A denúncia foi recebida pela Mesa Diretora durante a sessão de segunda-feira (31) e encaminhada ao Conselho de Ética da Câmara.

O caso teve origem em uma visita realizada por Venzo à Escola Municipal Irmão Cirilo, que funciona no mesmo espaço do Colégio Estadual do Campo Paulo Freire, no Assentamento Missões. Segundo o vereador, a vistoria ocorreu no contexto de sua participação no acompanhamento do Plano Municipal de Educação.

Durante a visita, Venzo registrou imagens das condições da estrutura escolar e apontou problemas como a falta de um ginásio próprio, situação do ginásio comunitário, necessidade de melhorias no pavilhão, além de problemas no pátio e nas cercas.

O parlamentar também gravou e divulgou imagens de símbolos e materiais que, segundo ele, apresentavam conteúdo político dentro da instituição de ensino. Venzo afirmou que considera inadequada a presença desses elementos no ambiente escolar.

Na manifestação apresentada à Câmara, a defesa sustenta que a atuação do vereador estaria relacionada às funções de fiscalização e às prerrogativas do mandato. O documento cita dispositivos da Constituição Federal e decisões do Supremo Tribunal Federal sobre a inviolabilidade parlamentar dos vereadores.

A defesa também argumenta que a imunidade parlamentar não estaria restrita às atividades realizadas dentro da Câmara, podendo alcançar manifestações relacionadas ao exercício do mandato realizadas fora do Legislativo, desde que observados os requisitos constitucionais.

Sobre eventual exposição de imagens de estudantes, a defesa afirma que a questão deve ser analisada de forma individualizada, considerando o contexto e o conteúdo divulgado.

Venzo também classificou a denúncia como de natureza política e ideológica e afirmou que não pretende recuar de sua atuação fiscalizatória. Essa avaliação, no entanto, é uma posição apresentada pelo parlamentar e integra sua defesa no procedimento.

O Conselho de Ética é presidido pela vereadora Mara Fornazari Urbano e tem como integrantes as vereadoras Anelise Marx e Maria de Fátima.
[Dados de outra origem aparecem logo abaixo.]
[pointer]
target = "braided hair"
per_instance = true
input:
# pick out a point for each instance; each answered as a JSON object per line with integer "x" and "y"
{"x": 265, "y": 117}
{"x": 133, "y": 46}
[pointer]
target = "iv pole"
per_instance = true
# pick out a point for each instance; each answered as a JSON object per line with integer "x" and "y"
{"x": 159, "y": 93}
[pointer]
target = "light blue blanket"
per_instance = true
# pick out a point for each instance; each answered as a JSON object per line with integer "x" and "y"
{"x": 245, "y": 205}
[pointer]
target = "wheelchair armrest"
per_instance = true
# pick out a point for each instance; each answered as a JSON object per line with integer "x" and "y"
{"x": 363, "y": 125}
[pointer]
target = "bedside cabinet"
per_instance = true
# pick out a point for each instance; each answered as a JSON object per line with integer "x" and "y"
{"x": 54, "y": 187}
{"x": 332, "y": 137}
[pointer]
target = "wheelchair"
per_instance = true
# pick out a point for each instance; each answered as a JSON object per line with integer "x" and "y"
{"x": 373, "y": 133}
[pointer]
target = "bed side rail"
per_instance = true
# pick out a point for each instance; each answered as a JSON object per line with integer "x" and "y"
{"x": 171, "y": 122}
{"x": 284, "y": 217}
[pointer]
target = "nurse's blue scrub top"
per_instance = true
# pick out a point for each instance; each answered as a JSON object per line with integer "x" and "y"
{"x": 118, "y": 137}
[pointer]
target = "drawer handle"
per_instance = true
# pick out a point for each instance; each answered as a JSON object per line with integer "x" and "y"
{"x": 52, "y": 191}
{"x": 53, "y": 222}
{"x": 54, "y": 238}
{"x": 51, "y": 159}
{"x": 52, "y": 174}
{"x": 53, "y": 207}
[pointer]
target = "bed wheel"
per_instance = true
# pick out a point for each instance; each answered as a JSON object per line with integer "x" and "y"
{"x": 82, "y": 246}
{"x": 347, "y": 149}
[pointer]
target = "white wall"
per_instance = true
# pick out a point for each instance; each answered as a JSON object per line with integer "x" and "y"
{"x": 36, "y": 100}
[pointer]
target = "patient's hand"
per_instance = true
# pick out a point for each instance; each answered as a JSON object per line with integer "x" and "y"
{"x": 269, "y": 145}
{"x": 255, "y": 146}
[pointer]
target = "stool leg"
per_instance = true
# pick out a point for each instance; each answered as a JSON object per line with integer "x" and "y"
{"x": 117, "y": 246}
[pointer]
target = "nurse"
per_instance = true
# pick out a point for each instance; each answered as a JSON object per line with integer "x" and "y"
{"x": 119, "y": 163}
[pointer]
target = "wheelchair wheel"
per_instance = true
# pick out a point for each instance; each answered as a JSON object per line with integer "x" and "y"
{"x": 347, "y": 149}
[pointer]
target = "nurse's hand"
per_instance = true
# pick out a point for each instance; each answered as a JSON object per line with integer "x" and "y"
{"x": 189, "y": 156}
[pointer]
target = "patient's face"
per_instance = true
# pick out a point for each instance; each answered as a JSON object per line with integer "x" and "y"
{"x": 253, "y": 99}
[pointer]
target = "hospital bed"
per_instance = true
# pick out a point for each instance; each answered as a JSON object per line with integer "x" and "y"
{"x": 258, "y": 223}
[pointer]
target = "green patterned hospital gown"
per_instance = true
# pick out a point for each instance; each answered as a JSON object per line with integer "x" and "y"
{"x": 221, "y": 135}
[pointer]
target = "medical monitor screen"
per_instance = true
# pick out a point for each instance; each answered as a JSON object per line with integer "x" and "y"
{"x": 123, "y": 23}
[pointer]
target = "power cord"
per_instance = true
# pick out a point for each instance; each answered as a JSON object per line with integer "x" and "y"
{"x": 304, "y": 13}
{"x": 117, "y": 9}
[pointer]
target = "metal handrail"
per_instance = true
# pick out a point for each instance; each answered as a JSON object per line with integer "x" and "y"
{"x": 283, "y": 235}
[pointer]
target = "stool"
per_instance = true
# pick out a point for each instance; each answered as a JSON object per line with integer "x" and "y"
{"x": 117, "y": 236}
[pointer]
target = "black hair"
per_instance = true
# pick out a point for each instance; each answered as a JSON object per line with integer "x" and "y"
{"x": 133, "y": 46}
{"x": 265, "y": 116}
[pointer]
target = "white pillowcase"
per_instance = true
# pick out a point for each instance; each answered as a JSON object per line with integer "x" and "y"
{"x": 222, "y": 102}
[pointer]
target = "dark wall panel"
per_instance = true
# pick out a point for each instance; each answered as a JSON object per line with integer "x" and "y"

Conforme informado anteriormente pela presidente, o procedimento deverá seguir as etapas previstas no Legislativo, com garantia do contraditório e da ampla defesa.

Na manifestação, a defesa de Venzo pede, entre outras medidas, o arquivamento da denúncia, o acesso às provas e documentos do processo e o reconhecimento das prerrogativas parlamentares relacionadas à fiscalização.

O caso ainda está em fase inicial. O Conselho de Ética deverá analisar a denúncia e os esclarecimentos apresentados pelo vereador antes de definir os próximos encaminhamentos.